A teacher using the direct method can be seen as a « director » : the teacher acts like the students' partner in the whole process. The teacher must to a native speaker of the target language or, at least, have a very high level because all communication should be done only in the target language. He demonstrates the meaning of new vocabulary through the use of pictures or pantomime (he never translates into the students' mother tongue). Being patient and encouraging the students to interact in the target language are primordial : the teacher must adapt to the students' level and make them talk (no textbooks are used). Also, the teacher should not narrate his lesson : asking questions, demontrating and acting  are great ways to get the message across to the students.

As the name suggests, the Silent Way implies that the teacher should be quiet as much as possible. He then acts as a « engineer », guiding the students through the learning process thanks to the sound-color chart, pictures, films and other visual aids.  Silence allows the teacher to neutrally observe the students. He should neither praise the students when correct, nor criticize when wrong ; he must give them time to self-correct and develop self-reliance. Even though the teacher should be silent, he can help by mouthing words without vocalizing, or by using gestures, only when it is necessary. In addition, his silence must encourage the students to work as a team and to help each other.

Finally, the syllabus assists the teacher in the whole teaching and learning process. It outlines and organizes the topics and activities to be covered during the language course.

The syllabus of the grammar-translation method is grammar-driven. In fact, translating texts or sentences from the mother tongue into the target language, and vice versa, allows the student to learn and memorize grammar rules and vocabulary in an organized and systematic way.

The syllabus of the direct way is based on two things. First of all, it is founded on situations : the students learn grammatical structures and vocabulary that could be necessary in everyday life, such as going to the bank. It is also established on topics, like current affairs or the weather. The student should then learn to think in the target language and gain plenty of conversational practice.

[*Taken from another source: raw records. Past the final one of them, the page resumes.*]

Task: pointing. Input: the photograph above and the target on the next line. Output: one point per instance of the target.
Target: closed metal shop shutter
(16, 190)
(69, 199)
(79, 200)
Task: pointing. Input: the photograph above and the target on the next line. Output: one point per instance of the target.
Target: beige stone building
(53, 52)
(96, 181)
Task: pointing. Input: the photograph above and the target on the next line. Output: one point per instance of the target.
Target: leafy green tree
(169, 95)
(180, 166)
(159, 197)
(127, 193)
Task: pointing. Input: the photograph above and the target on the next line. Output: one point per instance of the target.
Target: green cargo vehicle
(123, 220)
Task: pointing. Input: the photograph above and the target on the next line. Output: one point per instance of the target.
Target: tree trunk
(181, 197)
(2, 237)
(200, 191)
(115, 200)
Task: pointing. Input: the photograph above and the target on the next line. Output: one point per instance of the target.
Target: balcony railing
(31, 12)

The Silent Way lessons are planed around a structural syllabus, emphasising on grammatical items and related vocabulary.  While the teacher will keep reviewing old language structures, he can also introduce new ones with the help of adequate learning situations. Then, the learners discover the grammar rule through a process of induction.

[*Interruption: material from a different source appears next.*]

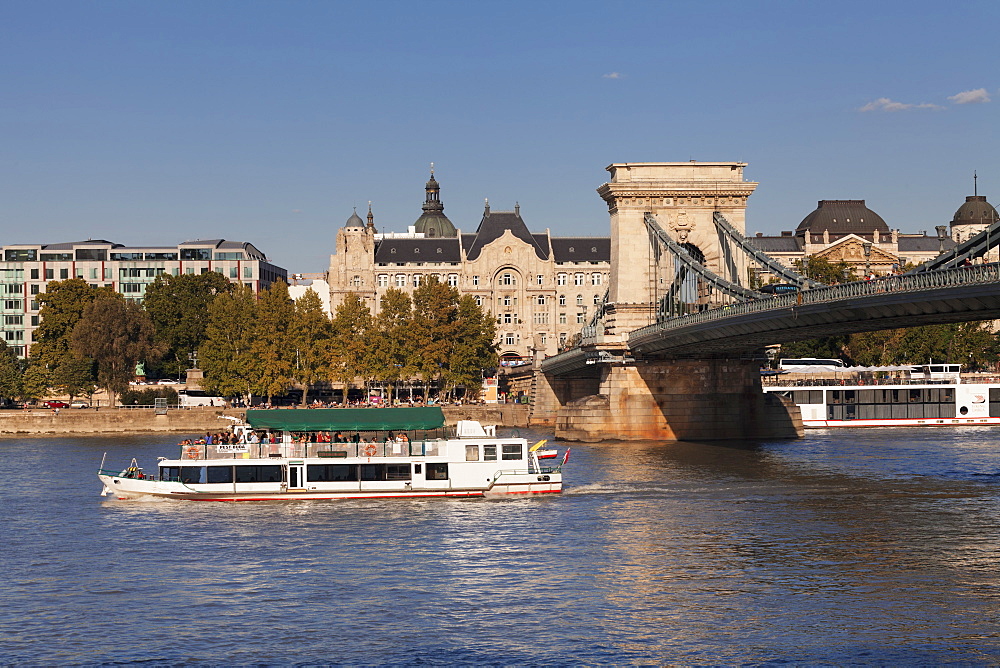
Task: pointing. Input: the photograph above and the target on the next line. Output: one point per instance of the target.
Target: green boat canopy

As I have been and will always be a language student, I believe that all these methods have some strong advantages, but also some major drawbacks. 

Even if the grammar-translation method can fustrate a student, drills do help with the memorization of grammatical rules, but this method does not allow the student to practice communicating. This is the exact same method that was used in my Spanish classes during my education, and most certainly the reason why I do not speak as good Spanish as I should.

The direct method does emphasize on the oral part of language education, and interaction between students themselves, but it pays less attention to writing. I do believe that this method is similar to learning a foreign language in a country where it is spoken : a most of the local population does not speak your mother tongue, so you do not really have a choice but to communicate (this was the way that I learned French). Thus, you can learn a language relatively quickly.

The Silent Way does allow the students to depend on themselves to learn how to read and speak in a foreign language, but the lack of praise, and even criticism, can make the students feel unsure. In this sense, I think that the method does not work for me : in my experience of learning new languages, constant praise and sometimes a bit of criticism did help me to know what I was doing well or lacking.

In conclusion, a mix of all these teaching methods can produce a communicative approach that includes drills, communication and interaction, and student self-reliance.